Two professors in Boise talked to KTVB on what the day should have looked like, and the historical significance of the day's events in the nation's capital.

BOISE, Idaho — The events that transpired in the nation’s capital on Wednesday are something no living person has ever seen. The last time something like this happened in the United States dates back more than 200 years.

Normally January 6 isn't that eventful of a day but that changed when an angry mob of Trump supporters breached the capitol building because the candidate they wanted to win lost an election.

However, normally, this is a day where Congress counts the Electoral College votes.

“The 12th Amendment says to Congress all you do is count the election or count the votes,” University of Idaho Law Professor Shaakirrah Sanders said.

The process is straightforward because its constitutionally mandated, Congress is there to count the votes or debate.

“The 12th Amendment gives no role to a member of Congress much less the Vice President other than certifying those votes,” Sanders said.

That process was delayed because of the angry mob of people that breached the capitol building.

Trump supporters damaged the building, disrupted the constitutional process and forced lawmakers to duck and to hide for their safety.

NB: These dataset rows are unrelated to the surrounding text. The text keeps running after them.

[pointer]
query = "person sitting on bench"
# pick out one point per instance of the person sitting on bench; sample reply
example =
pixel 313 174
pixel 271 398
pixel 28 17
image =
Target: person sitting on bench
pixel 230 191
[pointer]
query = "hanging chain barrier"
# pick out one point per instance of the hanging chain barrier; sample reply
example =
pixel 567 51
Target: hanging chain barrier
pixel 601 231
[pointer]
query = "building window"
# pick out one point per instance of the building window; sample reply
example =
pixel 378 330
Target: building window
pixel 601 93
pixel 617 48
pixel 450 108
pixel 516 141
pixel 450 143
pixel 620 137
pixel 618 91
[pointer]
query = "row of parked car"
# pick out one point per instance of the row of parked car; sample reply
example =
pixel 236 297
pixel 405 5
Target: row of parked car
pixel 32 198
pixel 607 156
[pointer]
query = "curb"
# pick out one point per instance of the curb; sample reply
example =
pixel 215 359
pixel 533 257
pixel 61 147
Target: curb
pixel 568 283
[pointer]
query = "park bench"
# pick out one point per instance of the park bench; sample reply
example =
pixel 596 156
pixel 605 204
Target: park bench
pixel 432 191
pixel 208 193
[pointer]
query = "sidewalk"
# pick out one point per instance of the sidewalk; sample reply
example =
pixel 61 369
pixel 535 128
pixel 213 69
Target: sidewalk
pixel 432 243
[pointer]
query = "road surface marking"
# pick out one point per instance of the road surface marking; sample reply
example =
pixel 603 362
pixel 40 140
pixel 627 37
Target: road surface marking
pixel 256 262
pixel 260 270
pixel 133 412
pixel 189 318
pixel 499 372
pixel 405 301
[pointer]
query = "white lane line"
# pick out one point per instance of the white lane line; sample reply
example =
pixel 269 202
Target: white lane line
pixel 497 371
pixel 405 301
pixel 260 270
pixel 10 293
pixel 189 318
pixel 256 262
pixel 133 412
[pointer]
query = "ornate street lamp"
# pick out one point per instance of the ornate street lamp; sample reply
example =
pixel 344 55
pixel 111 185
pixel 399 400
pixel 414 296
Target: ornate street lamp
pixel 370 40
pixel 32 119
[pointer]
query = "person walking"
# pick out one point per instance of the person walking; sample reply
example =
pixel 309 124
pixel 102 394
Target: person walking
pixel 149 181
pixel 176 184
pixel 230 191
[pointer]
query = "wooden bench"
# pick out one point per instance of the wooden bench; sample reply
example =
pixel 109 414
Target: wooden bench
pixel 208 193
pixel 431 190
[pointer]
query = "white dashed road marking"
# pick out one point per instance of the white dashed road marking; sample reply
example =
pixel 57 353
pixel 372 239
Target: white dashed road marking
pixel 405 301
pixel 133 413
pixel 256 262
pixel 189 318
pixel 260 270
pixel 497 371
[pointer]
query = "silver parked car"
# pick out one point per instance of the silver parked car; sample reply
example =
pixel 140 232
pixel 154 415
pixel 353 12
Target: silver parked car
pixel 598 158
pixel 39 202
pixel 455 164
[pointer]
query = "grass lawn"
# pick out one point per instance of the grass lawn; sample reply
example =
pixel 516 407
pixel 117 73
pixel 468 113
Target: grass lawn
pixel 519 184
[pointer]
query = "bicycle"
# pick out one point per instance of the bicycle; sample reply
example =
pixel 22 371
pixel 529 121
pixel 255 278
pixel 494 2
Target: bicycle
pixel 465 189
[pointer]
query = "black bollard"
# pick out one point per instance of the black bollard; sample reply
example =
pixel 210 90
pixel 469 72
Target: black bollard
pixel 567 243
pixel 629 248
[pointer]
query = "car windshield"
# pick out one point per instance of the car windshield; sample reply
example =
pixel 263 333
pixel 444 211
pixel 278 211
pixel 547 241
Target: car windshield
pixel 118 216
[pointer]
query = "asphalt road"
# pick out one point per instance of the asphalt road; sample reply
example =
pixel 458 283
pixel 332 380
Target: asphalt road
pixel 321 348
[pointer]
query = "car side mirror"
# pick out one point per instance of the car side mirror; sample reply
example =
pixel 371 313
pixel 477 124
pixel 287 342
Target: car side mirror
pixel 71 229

“It seems like the heart of this protest is to annul American democracy, to subvert American institutions and to overturn a free election simply because they aren't happy with the result,” Boise State History Professor Shaun Nichols said.

Nichols focuses teaching courses on the history of politics and the economy. For him, the events on Wednesday were one for the history books.

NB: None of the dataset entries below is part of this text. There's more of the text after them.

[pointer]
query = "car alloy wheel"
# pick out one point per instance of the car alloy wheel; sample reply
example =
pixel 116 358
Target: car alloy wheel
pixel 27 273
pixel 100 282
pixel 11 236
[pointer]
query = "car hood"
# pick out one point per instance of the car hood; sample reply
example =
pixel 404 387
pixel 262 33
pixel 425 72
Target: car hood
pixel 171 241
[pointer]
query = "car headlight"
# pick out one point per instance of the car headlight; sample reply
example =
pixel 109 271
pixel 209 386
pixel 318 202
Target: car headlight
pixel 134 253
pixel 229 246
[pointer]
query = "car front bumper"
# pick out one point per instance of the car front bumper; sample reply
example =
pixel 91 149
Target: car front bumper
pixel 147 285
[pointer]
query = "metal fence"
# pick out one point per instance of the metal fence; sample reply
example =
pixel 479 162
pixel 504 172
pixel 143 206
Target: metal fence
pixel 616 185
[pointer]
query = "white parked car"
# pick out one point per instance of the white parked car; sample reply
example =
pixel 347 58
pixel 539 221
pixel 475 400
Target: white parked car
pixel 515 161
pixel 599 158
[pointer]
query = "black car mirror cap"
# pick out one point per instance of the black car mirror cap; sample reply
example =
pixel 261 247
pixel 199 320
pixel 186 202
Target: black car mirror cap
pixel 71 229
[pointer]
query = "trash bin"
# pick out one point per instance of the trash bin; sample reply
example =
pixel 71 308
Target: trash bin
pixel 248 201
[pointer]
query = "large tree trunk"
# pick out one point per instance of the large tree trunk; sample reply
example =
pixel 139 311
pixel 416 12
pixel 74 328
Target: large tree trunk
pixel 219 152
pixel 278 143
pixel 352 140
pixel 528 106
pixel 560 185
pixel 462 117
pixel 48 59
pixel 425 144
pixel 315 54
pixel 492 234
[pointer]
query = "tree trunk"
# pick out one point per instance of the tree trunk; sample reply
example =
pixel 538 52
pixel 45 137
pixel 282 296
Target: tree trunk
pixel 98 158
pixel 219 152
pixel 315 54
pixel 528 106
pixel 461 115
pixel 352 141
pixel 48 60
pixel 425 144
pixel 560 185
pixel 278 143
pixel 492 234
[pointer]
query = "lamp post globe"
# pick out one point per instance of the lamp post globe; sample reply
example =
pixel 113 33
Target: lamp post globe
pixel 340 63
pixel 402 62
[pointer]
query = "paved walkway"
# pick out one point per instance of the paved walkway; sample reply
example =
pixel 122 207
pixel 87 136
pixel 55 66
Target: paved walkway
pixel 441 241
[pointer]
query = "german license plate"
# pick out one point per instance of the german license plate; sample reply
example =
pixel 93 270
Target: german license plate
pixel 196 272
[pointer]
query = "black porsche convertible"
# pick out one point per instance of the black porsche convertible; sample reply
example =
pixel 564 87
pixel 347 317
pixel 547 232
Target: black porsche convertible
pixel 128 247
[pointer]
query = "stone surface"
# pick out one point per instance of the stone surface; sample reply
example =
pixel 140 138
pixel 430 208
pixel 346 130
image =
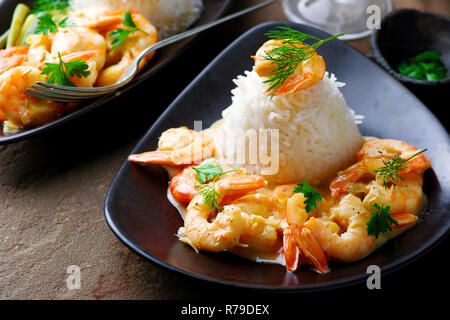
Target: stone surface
pixel 52 190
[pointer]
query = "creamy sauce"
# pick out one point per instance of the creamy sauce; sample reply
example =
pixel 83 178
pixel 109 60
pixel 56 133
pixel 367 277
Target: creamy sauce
pixel 278 257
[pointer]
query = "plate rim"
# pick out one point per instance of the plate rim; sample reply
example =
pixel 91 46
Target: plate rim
pixel 32 132
pixel 399 263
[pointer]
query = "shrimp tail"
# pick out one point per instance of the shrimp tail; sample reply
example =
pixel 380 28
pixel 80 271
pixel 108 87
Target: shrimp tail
pixel 404 220
pixel 311 249
pixel 290 250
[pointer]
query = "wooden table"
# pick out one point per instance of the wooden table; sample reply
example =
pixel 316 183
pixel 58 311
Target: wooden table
pixel 52 190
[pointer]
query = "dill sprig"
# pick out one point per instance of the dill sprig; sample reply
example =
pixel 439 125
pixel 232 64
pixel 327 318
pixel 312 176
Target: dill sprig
pixel 380 222
pixel 390 171
pixel 286 57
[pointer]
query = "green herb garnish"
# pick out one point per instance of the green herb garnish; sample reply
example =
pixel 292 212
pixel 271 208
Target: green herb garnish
pixel 380 222
pixel 390 171
pixel 208 172
pixel 426 66
pixel 50 5
pixel 310 193
pixel 59 73
pixel 121 34
pixel 46 24
pixel 286 57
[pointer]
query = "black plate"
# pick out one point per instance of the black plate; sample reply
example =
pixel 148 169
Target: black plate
pixel 138 212
pixel 213 9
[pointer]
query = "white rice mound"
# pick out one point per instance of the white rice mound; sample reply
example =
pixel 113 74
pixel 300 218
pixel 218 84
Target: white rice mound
pixel 317 131
pixel 168 16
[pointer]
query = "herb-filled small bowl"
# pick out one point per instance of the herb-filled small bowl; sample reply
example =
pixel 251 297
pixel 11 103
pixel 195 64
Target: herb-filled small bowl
pixel 415 43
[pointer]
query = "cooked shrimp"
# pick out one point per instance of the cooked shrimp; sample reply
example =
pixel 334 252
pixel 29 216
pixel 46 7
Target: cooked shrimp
pixel 12 57
pixel 183 185
pixel 308 72
pixel 354 243
pixel 296 217
pixel 261 204
pixel 119 58
pixel 19 108
pixel 229 225
pixel 404 196
pixel 371 157
pixel 388 148
pixel 177 147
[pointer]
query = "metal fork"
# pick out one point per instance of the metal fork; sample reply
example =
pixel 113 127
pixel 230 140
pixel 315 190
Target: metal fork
pixel 74 94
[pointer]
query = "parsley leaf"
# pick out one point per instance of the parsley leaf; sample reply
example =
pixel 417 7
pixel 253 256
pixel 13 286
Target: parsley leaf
pixel 380 222
pixel 50 5
pixel 208 171
pixel 46 24
pixel 59 73
pixel 119 34
pixel 310 193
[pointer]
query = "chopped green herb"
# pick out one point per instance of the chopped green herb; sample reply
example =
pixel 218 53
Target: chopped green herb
pixel 425 66
pixel 46 24
pixel 208 172
pixel 119 34
pixel 50 5
pixel 59 73
pixel 310 193
pixel 380 222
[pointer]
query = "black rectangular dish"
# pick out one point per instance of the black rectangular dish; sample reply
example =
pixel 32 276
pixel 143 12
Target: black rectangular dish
pixel 212 10
pixel 138 212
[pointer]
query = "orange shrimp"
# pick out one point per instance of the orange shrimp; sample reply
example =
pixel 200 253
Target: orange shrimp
pixel 183 186
pixel 178 147
pixel 354 243
pixel 371 158
pixel 308 72
pixel 296 217
pixel 228 225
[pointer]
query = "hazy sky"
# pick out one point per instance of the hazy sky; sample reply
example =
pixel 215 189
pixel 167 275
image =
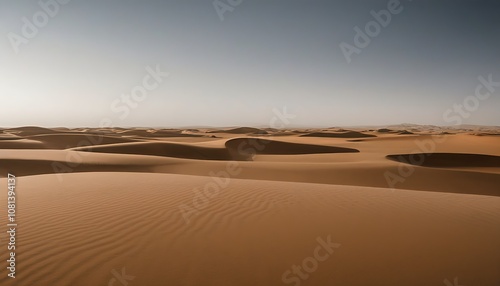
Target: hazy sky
pixel 232 67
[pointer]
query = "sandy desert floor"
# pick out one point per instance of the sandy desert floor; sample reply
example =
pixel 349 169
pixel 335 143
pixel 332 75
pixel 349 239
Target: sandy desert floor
pixel 248 206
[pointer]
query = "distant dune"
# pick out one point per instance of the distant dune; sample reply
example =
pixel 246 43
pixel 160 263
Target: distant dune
pixel 404 206
pixel 348 134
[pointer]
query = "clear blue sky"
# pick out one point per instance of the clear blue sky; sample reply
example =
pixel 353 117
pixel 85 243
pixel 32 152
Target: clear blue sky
pixel 262 55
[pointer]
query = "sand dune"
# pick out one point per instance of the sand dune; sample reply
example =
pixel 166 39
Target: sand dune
pixel 347 134
pixel 246 148
pixel 66 141
pixel 448 160
pixel 162 149
pixel 241 130
pixel 88 209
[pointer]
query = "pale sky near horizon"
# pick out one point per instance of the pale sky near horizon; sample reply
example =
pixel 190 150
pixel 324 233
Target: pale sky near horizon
pixel 263 55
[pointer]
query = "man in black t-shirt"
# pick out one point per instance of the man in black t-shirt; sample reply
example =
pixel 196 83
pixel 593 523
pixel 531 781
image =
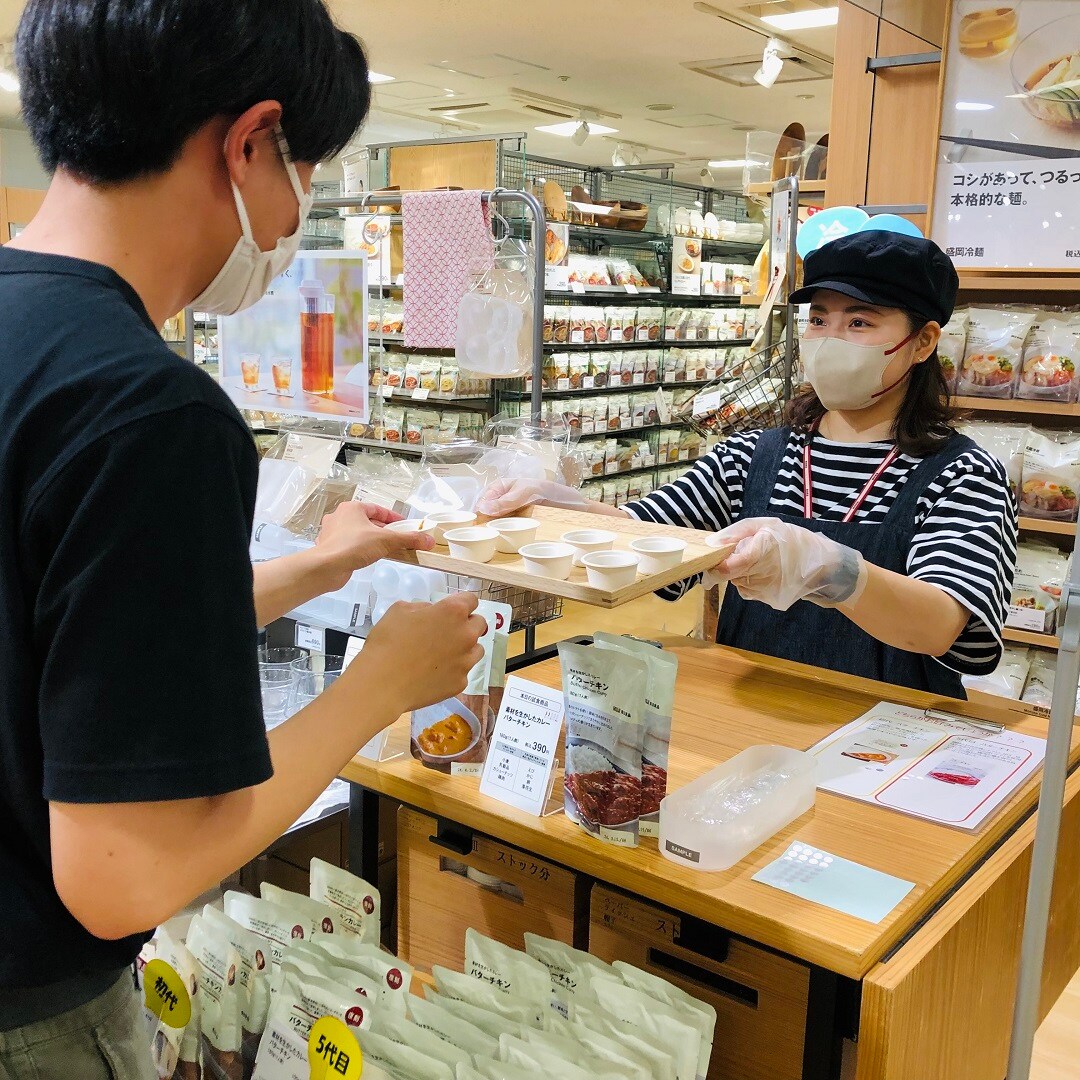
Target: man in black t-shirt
pixel 135 771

“It’s what it represents, that there is a significant minority of Americans who have lost faith in Democracy and are unwilling to abide by the will of the people,” Nichols said. “I think if anything for that reason most of all this day will be remembered.”

Wednesday also marked the first time in more than two centuries since the United States Capitol Building was breached.

“A mass breach by a power looking to subvert the workings of democracy, I do not believe that has happened since 1814 and the burning of the Capitol by the British,” Nichols said.

Sanders told KTVB she is looking at these events as a lesson about our Constitution and people’s constitutional rights.

“I can't help but to wonder what today would have looked like if those people who descended on our capitol looked differently, if they were darker-skinned, if they were of a different ethnicity, if they lacked citizenship status,” she said. “I wonder if they would be taking selfies with law enforcement and even able to breach the Capitol walls and create this disruption.”

President-elect Joe Biden also spoke to the country in Delaware. He said what happened was an insurrection and an assault on democracy.  Biden will be inaugurated as the next president in two weeks on Jan. 20.